The Daimler-Benz virtual monopoly on the production of aircraft engines in Germany stifled research and development. As a result, when the Allies introduced a new generation of high-performance engines in 1916, Germany found itself without a suitable replacement for its now-obsolete standard aircraft power plant, the 119 kw (160-shp) Daimler-Benz Mercedes.

Believing that he had a solution to the crisis, Daimler-Benz designer Max Fritz proposed a new engine using the same technology as the older Mercedes. But his ideas met with resistance, so Fritz left and joined Bayerische Motoren Werke (BMW). There he designed an engine that retained the 6-cylinder in-line configuration of the earlier Daimler-Benz engines, but was superior in many respects.

The BMW Model IIIa had unusually low fuel consumption and very good performance at high altitudes. This was the result of a choked down carburetor setting and a high compression ratio.
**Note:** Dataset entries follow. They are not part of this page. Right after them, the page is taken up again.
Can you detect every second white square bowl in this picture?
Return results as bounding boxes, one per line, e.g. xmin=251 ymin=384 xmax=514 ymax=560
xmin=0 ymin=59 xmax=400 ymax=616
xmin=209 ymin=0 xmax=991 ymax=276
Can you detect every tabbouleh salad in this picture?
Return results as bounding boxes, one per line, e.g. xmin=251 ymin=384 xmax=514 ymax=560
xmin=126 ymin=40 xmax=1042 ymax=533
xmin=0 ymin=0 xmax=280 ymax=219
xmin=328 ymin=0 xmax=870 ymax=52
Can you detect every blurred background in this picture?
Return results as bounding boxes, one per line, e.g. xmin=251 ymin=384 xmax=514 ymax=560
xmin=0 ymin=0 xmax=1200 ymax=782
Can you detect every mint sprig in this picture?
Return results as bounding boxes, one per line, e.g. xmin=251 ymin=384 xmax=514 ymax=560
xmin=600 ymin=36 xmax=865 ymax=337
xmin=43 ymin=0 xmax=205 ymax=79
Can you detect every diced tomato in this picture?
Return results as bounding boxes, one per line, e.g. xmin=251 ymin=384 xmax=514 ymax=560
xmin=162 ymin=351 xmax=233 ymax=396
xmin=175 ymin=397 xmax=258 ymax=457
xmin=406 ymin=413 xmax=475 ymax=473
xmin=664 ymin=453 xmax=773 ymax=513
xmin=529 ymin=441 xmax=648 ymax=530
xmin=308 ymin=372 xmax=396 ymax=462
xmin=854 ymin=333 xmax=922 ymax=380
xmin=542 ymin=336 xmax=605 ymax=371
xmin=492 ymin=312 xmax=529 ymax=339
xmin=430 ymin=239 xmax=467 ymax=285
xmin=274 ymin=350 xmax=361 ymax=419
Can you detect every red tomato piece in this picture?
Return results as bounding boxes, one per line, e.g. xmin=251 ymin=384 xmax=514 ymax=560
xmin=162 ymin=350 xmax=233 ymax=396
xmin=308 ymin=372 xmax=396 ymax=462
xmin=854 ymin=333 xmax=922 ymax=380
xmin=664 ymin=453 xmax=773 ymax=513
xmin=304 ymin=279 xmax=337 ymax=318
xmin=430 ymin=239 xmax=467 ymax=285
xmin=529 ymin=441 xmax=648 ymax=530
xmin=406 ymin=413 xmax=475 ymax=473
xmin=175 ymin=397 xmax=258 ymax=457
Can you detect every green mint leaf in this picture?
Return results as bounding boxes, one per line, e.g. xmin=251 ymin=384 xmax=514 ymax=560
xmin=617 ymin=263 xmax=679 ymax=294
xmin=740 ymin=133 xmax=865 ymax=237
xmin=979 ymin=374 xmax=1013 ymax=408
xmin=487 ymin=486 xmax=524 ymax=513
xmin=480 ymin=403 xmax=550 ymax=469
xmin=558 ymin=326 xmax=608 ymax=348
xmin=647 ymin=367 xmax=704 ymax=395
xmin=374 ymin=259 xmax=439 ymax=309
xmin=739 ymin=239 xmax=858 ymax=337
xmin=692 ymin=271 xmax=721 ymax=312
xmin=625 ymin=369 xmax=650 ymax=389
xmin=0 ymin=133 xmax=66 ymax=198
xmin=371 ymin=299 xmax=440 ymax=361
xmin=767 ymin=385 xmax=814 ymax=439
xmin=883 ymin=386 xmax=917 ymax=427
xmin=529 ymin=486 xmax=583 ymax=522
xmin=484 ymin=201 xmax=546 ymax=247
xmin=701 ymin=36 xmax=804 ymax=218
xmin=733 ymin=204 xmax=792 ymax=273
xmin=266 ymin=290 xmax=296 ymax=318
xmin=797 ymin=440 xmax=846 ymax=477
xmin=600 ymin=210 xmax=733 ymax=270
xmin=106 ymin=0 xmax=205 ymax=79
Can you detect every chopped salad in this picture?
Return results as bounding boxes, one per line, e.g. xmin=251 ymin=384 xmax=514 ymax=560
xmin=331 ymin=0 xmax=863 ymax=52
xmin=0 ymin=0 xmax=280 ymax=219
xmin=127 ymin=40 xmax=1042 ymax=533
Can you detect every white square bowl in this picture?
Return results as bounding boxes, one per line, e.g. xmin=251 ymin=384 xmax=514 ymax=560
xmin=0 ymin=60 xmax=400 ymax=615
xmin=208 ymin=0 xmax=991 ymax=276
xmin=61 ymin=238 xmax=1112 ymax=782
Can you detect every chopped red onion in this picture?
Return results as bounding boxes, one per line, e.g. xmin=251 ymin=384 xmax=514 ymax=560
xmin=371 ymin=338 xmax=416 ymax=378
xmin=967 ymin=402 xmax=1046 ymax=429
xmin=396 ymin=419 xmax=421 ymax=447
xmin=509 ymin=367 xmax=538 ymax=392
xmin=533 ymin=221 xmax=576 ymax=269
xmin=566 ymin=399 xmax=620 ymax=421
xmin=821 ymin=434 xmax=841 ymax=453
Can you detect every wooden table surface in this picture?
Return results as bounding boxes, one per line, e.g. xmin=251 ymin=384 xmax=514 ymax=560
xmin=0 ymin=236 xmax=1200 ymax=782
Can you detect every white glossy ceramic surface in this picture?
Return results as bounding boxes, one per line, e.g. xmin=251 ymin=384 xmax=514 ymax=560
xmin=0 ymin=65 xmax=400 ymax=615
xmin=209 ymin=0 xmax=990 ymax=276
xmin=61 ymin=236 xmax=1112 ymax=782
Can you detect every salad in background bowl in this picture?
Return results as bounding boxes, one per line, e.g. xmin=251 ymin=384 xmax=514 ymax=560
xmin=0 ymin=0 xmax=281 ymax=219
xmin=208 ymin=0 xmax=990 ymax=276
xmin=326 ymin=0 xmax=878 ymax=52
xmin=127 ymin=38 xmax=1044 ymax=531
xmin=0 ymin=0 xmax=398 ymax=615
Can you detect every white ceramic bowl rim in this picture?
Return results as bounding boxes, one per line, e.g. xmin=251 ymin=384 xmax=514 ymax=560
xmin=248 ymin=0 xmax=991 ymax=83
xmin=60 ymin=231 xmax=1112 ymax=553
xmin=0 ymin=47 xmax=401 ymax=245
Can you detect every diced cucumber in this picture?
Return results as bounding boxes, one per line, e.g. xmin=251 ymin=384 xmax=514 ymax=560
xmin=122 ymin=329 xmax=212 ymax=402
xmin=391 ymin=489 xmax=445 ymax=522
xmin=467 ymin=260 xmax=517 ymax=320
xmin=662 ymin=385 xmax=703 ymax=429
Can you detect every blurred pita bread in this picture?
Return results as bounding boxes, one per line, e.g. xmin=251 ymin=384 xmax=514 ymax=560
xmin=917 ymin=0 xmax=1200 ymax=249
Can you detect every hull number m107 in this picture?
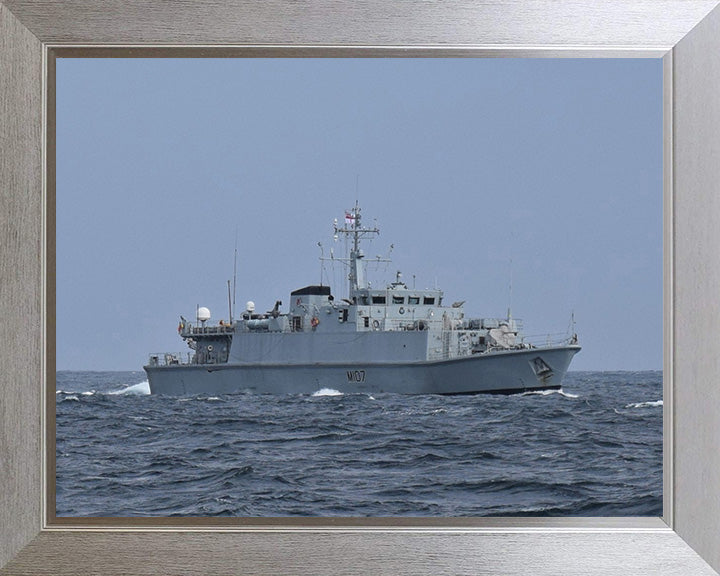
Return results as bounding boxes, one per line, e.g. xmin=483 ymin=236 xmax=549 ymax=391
xmin=347 ymin=370 xmax=365 ymax=382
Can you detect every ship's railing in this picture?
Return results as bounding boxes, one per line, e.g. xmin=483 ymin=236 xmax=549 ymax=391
xmin=148 ymin=352 xmax=193 ymax=366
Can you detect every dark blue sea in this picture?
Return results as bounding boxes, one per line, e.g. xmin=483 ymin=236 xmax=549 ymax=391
xmin=56 ymin=372 xmax=662 ymax=517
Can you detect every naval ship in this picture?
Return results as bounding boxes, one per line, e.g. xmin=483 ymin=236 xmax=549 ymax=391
xmin=144 ymin=203 xmax=580 ymax=396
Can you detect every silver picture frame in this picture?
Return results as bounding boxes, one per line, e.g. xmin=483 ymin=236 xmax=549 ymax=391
xmin=0 ymin=0 xmax=720 ymax=575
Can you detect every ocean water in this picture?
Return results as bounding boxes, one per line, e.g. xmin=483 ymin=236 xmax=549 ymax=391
xmin=56 ymin=371 xmax=662 ymax=517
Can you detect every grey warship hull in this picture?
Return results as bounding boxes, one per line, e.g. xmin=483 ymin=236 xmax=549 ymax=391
xmin=145 ymin=204 xmax=580 ymax=396
xmin=145 ymin=345 xmax=580 ymax=396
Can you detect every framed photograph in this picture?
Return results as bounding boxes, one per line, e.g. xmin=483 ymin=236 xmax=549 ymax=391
xmin=0 ymin=2 xmax=720 ymax=574
xmin=49 ymin=56 xmax=663 ymax=522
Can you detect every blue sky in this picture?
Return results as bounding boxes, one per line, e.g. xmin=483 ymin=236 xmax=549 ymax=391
xmin=57 ymin=58 xmax=662 ymax=370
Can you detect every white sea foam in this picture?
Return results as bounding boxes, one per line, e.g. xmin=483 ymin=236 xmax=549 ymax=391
xmin=109 ymin=380 xmax=150 ymax=396
xmin=313 ymin=388 xmax=343 ymax=396
xmin=625 ymin=400 xmax=663 ymax=408
xmin=520 ymin=389 xmax=579 ymax=398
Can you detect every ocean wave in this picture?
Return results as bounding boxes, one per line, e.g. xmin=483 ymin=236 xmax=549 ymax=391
xmin=312 ymin=388 xmax=344 ymax=397
xmin=520 ymin=388 xmax=580 ymax=398
xmin=108 ymin=380 xmax=150 ymax=396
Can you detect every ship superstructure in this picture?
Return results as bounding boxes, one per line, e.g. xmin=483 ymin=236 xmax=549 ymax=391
xmin=145 ymin=204 xmax=580 ymax=395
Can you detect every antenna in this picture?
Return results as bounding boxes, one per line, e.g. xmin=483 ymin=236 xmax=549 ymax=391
xmin=508 ymin=258 xmax=522 ymax=320
xmin=228 ymin=280 xmax=232 ymax=324
xmin=318 ymin=242 xmax=325 ymax=286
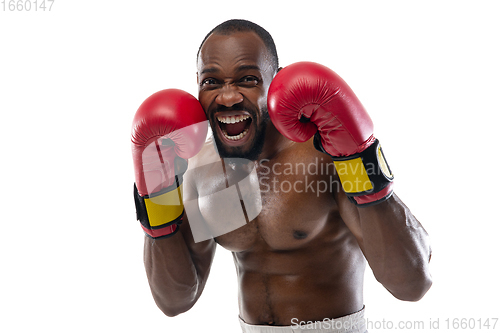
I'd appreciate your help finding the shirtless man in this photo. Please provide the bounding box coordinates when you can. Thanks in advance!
[132,20,432,332]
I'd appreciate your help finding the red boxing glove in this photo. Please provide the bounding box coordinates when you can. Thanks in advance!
[132,89,208,238]
[268,62,394,206]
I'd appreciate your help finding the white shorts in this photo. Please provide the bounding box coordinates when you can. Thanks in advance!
[240,307,368,333]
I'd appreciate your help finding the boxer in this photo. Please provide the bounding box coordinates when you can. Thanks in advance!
[132,20,432,332]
It powered such aircraft as the Fokker D VII.

Transferred from the U.S. Navy, Naval Supply Center, Norfolk, Virginia.

Manufacturer:   BMW (Bayerische Motoren Werke) (Munich, Germany)

Date: 1918

Country of Origin: Germany

Length 170.2 cm (67.0 in)., Width 50.8 cm (20.0 in.), Height 105.4 cm (41.5 in.)

Physical Description:
Type: In-line, 6 cylinders, liquid-cooled, Power Rating: 134 KW (180 hp) at 1410 rpm (Max 234 hp at 1,400 rpm) Displacement: 19.058 L (1,163 cu in) Bore and Stroke: 150 mm (5.9 in) x 180 mm (7.1 in) Weight: 293 kg (644 lb) Condition: Has propeller hub; missing 11 spark plugs, data plate, and exhaust manifolds; magneto cap broken; wiring deteriorated.